About 87 Instagram-sourced movie “posters” taken by the app users who walk through the streets of Montreal will help publicize the film — an 87-minute, single-shot journey through the same route.

The Muntinlupa Little League Baseball team makes it to the global baseball scene after they qualify for the World Series.
The competition runs from July 25 and August 1 and has teams playing from all over the world. Natashya Gutierrez reports.

The Muntinlupa Little League team is excited.
They are representing the Philippines in the World Series in South Carolina.
The team is competing in the Big League division for boys ages 15-18, after they bested other Asia-Pacific countries. This is their first to time to qualify for the World Series.

PEPE MUÑOZ, COACH, MLL FOUNDER: Well it’s a great feeling because I remember going back to when they were 6 years old, 1999, 2000, they didn’t know how to throw a ball, they didn’t know how to catch a ball, from that to where they are today, it’s amazing.

The team has been playing together since they were kids.
They treat each other like brothers and feel that the camaraderie will help them win.
They will need to defeat other international teams to make the finals, where they will face off with the winner of the American teams competition.
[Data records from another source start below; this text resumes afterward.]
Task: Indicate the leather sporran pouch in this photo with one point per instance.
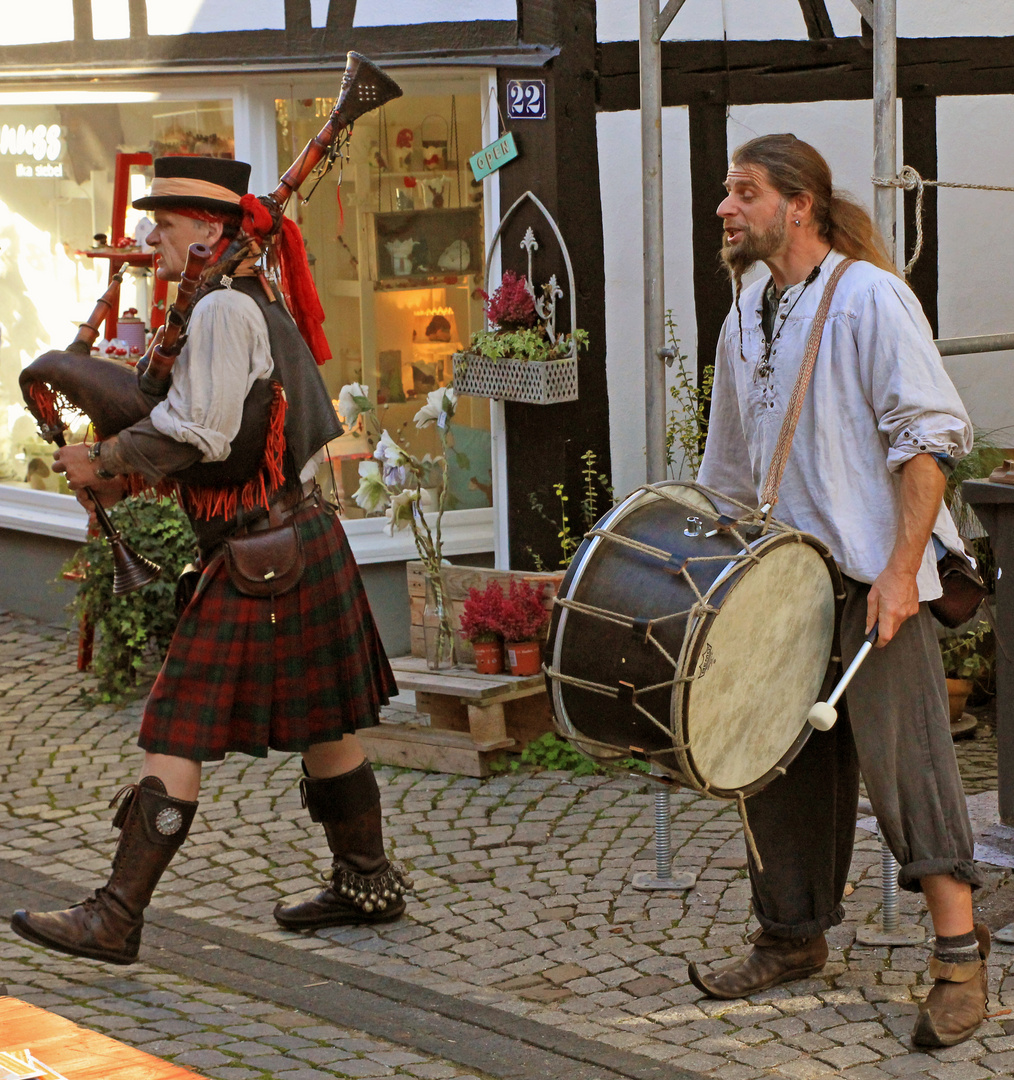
(963, 591)
(267, 562)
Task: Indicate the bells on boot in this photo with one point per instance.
(956, 1004)
(363, 886)
(107, 926)
(771, 961)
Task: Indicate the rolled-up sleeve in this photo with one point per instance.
(918, 408)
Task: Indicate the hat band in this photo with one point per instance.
(187, 188)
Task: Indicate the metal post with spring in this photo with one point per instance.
(663, 877)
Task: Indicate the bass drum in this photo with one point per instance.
(694, 640)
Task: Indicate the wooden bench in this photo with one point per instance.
(76, 1052)
(473, 718)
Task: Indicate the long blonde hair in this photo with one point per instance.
(795, 167)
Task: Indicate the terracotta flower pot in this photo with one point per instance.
(525, 658)
(958, 690)
(488, 657)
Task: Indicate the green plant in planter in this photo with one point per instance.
(971, 655)
(519, 334)
(132, 632)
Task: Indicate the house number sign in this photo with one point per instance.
(526, 99)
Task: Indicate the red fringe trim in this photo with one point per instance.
(208, 502)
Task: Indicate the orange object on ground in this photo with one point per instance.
(77, 1052)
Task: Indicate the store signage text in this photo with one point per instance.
(43, 142)
(56, 170)
(490, 158)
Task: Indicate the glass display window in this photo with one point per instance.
(396, 252)
(58, 239)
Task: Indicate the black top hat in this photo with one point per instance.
(212, 184)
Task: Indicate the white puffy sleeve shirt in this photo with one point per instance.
(227, 351)
(879, 395)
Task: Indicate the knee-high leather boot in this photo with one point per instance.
(363, 887)
(107, 926)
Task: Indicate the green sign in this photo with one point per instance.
(490, 158)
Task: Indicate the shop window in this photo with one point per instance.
(57, 167)
(396, 251)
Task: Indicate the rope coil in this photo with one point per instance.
(909, 179)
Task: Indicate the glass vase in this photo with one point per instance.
(436, 624)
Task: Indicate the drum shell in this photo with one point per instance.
(638, 585)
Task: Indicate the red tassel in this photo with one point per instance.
(44, 400)
(300, 293)
(257, 220)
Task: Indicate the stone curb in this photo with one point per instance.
(469, 1034)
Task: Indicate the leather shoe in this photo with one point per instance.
(957, 1002)
(771, 961)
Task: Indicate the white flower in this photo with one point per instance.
(400, 513)
(442, 400)
(393, 459)
(352, 400)
(370, 495)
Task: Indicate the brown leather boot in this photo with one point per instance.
(107, 926)
(363, 886)
(771, 961)
(957, 1002)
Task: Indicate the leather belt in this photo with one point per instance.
(287, 505)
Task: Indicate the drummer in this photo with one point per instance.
(879, 431)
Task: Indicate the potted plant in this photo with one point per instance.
(522, 619)
(969, 661)
(519, 355)
(482, 616)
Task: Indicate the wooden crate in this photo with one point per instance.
(459, 580)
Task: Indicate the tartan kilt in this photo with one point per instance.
(233, 680)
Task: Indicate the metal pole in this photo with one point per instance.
(663, 879)
(886, 119)
(886, 215)
(650, 56)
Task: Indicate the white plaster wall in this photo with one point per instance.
(214, 16)
(110, 19)
(619, 139)
(781, 19)
(41, 22)
(407, 12)
(976, 252)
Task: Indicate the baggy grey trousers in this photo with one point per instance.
(895, 729)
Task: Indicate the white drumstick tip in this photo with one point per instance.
(822, 716)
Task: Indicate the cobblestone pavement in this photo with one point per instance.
(523, 904)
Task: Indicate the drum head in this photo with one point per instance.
(759, 664)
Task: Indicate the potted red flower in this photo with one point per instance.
(481, 618)
(522, 619)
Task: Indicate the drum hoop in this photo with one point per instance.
(693, 644)
(614, 515)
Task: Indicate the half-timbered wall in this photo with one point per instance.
(738, 68)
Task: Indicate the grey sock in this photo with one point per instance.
(960, 948)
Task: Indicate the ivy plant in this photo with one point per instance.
(132, 632)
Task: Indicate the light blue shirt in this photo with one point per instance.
(879, 396)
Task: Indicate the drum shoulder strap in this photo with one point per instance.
(769, 495)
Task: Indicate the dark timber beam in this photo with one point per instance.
(708, 163)
(819, 25)
(749, 72)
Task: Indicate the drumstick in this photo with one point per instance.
(824, 714)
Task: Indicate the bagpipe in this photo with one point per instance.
(115, 397)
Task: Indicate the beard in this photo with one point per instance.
(754, 246)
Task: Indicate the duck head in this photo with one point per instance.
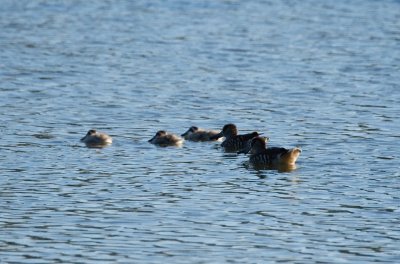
(91, 132)
(191, 130)
(160, 133)
(229, 130)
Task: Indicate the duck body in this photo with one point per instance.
(234, 142)
(198, 134)
(96, 139)
(271, 157)
(164, 139)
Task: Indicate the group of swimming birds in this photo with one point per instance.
(252, 143)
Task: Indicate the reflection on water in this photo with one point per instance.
(321, 76)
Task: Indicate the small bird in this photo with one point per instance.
(198, 134)
(164, 139)
(273, 157)
(95, 139)
(234, 142)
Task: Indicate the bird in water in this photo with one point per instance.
(96, 139)
(164, 139)
(273, 157)
(234, 142)
(195, 133)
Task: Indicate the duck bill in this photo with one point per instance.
(185, 134)
(217, 136)
(152, 139)
(243, 151)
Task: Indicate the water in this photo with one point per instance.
(321, 75)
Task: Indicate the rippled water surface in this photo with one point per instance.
(322, 75)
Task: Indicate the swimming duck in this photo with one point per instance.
(198, 134)
(96, 139)
(164, 139)
(271, 157)
(234, 142)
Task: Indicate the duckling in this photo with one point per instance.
(164, 139)
(198, 134)
(271, 157)
(234, 142)
(96, 139)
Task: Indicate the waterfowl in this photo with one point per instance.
(271, 157)
(96, 139)
(198, 134)
(164, 139)
(234, 142)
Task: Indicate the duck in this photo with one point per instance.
(272, 157)
(234, 142)
(96, 139)
(165, 139)
(195, 133)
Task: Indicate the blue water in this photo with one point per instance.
(321, 75)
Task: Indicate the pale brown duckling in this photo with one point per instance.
(234, 142)
(198, 134)
(96, 139)
(164, 139)
(271, 157)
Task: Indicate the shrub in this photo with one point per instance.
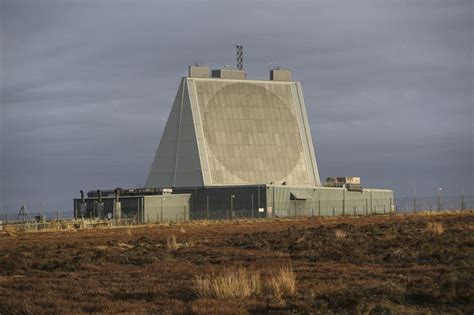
(435, 228)
(232, 284)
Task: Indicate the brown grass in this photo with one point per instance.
(384, 265)
(283, 283)
(340, 234)
(435, 228)
(171, 243)
(238, 283)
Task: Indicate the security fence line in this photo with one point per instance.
(293, 208)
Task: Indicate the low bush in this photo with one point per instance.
(238, 283)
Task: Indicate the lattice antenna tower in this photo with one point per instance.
(240, 57)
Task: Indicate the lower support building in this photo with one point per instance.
(227, 202)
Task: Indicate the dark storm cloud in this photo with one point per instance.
(86, 87)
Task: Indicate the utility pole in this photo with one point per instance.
(439, 198)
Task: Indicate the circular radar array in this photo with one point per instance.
(252, 133)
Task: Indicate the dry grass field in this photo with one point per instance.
(416, 264)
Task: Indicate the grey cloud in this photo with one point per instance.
(86, 87)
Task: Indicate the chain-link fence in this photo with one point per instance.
(291, 208)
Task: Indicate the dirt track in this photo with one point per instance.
(383, 264)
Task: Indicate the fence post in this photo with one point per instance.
(207, 206)
(343, 202)
(251, 208)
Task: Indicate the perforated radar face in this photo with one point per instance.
(252, 135)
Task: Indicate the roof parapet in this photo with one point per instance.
(198, 71)
(280, 75)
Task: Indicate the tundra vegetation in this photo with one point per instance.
(369, 265)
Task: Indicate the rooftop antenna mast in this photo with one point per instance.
(240, 57)
(23, 214)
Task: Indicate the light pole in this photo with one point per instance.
(439, 198)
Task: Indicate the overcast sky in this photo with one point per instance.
(86, 87)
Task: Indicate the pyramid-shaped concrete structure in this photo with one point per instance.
(228, 131)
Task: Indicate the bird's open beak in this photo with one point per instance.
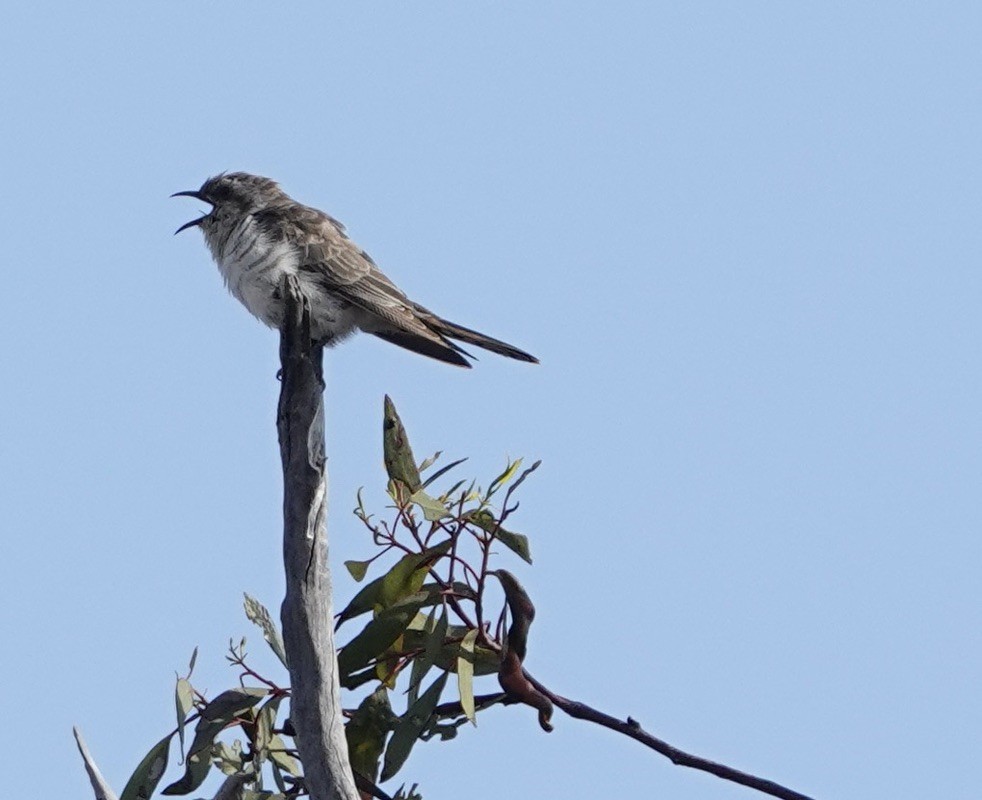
(197, 196)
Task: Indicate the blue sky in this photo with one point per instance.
(742, 238)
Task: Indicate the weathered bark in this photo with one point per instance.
(307, 613)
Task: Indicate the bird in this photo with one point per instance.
(258, 234)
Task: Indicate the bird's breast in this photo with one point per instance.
(253, 265)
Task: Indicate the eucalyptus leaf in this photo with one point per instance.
(403, 579)
(257, 614)
(196, 769)
(433, 509)
(465, 674)
(366, 732)
(410, 726)
(378, 635)
(184, 702)
(148, 773)
(357, 569)
(399, 462)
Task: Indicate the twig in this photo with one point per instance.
(632, 728)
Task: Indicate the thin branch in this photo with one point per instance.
(632, 728)
(308, 635)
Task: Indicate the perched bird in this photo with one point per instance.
(258, 234)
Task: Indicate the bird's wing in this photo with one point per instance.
(344, 269)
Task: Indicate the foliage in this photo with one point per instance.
(425, 625)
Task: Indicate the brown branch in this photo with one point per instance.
(632, 728)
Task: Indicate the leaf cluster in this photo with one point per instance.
(424, 625)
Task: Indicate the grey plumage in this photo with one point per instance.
(257, 234)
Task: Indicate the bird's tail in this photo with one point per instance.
(445, 328)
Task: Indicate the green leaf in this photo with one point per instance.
(435, 632)
(515, 542)
(366, 732)
(429, 462)
(217, 715)
(279, 756)
(504, 477)
(465, 674)
(265, 721)
(357, 679)
(231, 703)
(403, 579)
(147, 775)
(229, 757)
(357, 569)
(378, 635)
(443, 471)
(433, 509)
(445, 730)
(258, 615)
(399, 462)
(184, 702)
(196, 769)
(410, 726)
(486, 661)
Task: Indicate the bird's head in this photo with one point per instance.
(231, 196)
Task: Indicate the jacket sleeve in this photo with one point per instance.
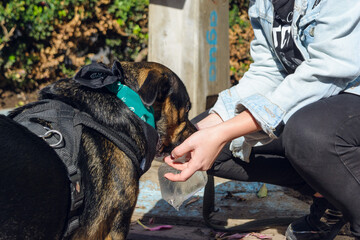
(263, 76)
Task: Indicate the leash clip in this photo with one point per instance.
(51, 132)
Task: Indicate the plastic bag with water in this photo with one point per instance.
(176, 193)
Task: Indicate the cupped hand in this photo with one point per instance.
(200, 149)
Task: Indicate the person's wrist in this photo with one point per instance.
(211, 120)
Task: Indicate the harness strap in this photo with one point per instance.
(65, 137)
(125, 143)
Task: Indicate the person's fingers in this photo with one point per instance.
(181, 177)
(181, 150)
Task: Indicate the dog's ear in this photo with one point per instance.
(156, 86)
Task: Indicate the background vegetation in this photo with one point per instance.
(43, 40)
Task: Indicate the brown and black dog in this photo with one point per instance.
(34, 184)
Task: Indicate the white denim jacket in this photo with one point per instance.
(327, 35)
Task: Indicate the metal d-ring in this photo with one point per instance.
(51, 132)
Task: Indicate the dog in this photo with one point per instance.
(35, 196)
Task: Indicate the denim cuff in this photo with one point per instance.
(268, 115)
(226, 104)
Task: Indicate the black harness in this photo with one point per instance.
(64, 137)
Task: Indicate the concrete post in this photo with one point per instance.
(191, 38)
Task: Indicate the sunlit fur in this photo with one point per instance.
(109, 177)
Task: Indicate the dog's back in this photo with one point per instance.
(33, 185)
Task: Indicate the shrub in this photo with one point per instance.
(44, 40)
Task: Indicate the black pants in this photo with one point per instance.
(319, 151)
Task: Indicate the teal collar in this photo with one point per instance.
(133, 101)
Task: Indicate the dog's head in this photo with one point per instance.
(162, 89)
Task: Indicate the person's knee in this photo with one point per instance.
(305, 137)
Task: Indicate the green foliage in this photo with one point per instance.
(238, 8)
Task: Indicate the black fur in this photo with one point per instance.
(34, 198)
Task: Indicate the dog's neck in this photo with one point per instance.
(133, 101)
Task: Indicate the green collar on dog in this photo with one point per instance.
(133, 101)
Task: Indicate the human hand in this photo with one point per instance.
(200, 149)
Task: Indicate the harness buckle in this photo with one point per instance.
(77, 190)
(49, 132)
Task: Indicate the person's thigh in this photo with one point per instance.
(267, 164)
(322, 141)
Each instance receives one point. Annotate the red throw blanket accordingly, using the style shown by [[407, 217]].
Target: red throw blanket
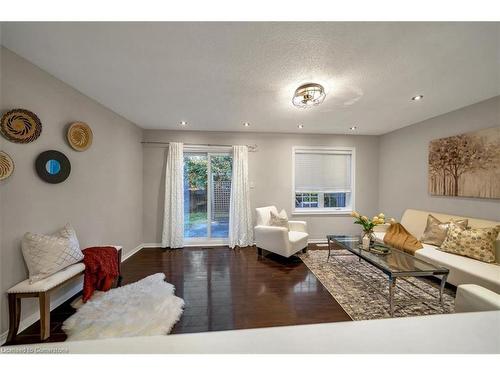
[[101, 269]]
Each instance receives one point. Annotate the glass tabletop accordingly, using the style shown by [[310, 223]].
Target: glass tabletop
[[395, 263]]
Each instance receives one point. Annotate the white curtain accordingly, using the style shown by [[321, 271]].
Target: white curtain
[[240, 215], [173, 216]]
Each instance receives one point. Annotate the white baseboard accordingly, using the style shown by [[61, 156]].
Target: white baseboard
[[132, 252], [29, 320]]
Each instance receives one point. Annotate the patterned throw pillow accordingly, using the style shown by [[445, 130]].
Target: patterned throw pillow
[[46, 255], [436, 231], [279, 220], [473, 243]]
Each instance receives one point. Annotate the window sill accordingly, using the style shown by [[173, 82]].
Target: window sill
[[322, 212]]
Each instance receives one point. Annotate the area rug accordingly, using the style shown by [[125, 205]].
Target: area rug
[[362, 290], [145, 308]]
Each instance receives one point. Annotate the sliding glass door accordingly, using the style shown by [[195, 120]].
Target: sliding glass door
[[207, 189]]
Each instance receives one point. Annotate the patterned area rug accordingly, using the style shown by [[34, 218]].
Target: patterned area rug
[[362, 290]]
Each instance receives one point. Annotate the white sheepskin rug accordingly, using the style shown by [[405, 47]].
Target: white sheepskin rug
[[145, 308]]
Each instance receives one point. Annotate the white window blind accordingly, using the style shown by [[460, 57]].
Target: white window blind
[[323, 171]]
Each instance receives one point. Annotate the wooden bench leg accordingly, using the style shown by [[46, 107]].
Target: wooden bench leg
[[14, 316], [44, 299]]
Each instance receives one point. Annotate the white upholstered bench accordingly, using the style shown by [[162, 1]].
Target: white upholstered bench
[[42, 290]]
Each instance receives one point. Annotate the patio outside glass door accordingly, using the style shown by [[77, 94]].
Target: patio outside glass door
[[207, 189]]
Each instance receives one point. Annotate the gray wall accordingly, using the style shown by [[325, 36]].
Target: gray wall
[[403, 163], [102, 198], [270, 170]]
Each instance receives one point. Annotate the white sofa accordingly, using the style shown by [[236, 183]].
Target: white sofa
[[472, 298], [279, 240], [462, 270]]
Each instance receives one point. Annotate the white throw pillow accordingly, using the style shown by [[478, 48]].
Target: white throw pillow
[[279, 220], [46, 255]]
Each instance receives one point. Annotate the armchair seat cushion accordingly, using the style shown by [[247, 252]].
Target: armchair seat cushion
[[298, 238]]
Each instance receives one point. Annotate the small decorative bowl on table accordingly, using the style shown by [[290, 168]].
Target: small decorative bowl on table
[[380, 249]]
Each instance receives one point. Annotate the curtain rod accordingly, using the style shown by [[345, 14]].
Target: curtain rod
[[251, 148]]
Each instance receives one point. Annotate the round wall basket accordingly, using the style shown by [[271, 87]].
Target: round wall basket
[[20, 126], [79, 136], [52, 166], [6, 165]]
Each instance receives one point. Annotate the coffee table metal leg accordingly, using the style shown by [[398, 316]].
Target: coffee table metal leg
[[441, 290], [392, 287]]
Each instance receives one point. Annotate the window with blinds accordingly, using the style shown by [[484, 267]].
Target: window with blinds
[[323, 179]]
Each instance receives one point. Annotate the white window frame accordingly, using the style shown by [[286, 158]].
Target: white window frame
[[323, 210]]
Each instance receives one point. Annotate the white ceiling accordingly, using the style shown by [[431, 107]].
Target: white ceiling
[[217, 75]]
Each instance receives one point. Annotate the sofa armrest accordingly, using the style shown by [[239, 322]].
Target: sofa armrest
[[297, 226], [265, 233], [472, 297]]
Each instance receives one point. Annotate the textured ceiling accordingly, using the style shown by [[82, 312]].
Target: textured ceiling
[[217, 75]]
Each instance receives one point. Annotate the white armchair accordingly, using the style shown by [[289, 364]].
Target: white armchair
[[279, 240]]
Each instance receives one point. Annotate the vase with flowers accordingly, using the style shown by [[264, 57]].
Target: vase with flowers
[[368, 224]]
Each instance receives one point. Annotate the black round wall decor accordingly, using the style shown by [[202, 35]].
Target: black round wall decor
[[52, 166]]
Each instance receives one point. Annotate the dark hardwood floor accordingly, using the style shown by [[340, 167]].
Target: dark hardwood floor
[[224, 289]]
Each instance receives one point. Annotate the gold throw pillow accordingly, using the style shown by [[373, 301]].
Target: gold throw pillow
[[435, 230], [476, 243], [398, 237], [279, 220]]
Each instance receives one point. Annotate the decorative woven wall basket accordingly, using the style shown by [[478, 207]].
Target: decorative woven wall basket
[[6, 165], [20, 126], [79, 136]]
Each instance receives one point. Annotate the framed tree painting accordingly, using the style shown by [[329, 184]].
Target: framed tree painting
[[466, 165]]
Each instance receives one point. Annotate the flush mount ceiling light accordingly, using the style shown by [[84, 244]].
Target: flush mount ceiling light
[[309, 95]]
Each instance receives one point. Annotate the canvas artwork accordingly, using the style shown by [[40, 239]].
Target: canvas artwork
[[466, 165]]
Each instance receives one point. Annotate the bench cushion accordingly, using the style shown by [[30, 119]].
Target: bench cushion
[[51, 281]]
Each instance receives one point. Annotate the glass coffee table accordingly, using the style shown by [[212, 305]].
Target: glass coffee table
[[396, 264]]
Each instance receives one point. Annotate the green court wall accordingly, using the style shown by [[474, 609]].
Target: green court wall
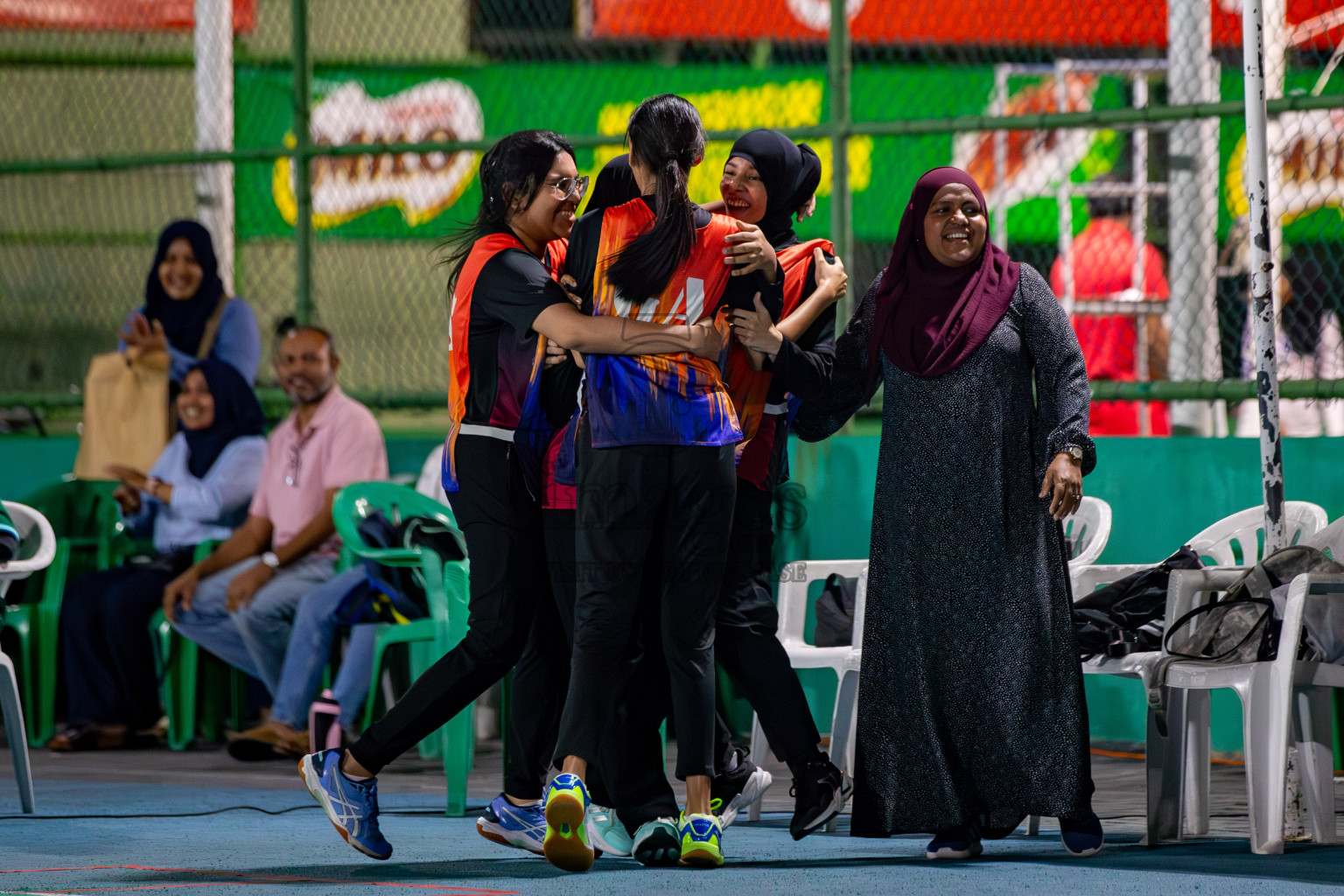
[[1161, 492]]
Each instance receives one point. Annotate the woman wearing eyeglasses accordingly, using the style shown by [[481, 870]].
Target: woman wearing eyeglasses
[[656, 484], [504, 298]]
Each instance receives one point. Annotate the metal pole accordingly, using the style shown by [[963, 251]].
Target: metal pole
[[214, 88], [1065, 200], [1193, 213], [1138, 230], [839, 70], [301, 160], [1263, 274]]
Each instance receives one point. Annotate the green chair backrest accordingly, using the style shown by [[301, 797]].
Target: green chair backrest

ADO INIGO, BASEBALL PLAYER: As a strength, we have really good hitting, pitching and defense and the fact that we’ve known each other for so long, we’re really cohesive.

Baseball scouts will be at the tournament, to look for possible talents to recruit — which may open the doors for the first homegrown Filipino to play in the major leagues.
This could help the team achieve another goal: to promote baseball in the Philippines.

FELIPE REMOLLO, TEAM MANAGER: Hopefully with this team and enough coverage in the media, we can revive the interest in baseball among our kids and among the Filipino youth.

For now, the boys promise to do their best to bring pride to the country by playing the sport they love.
Natashya Gutierrez, Rappler, Alabang.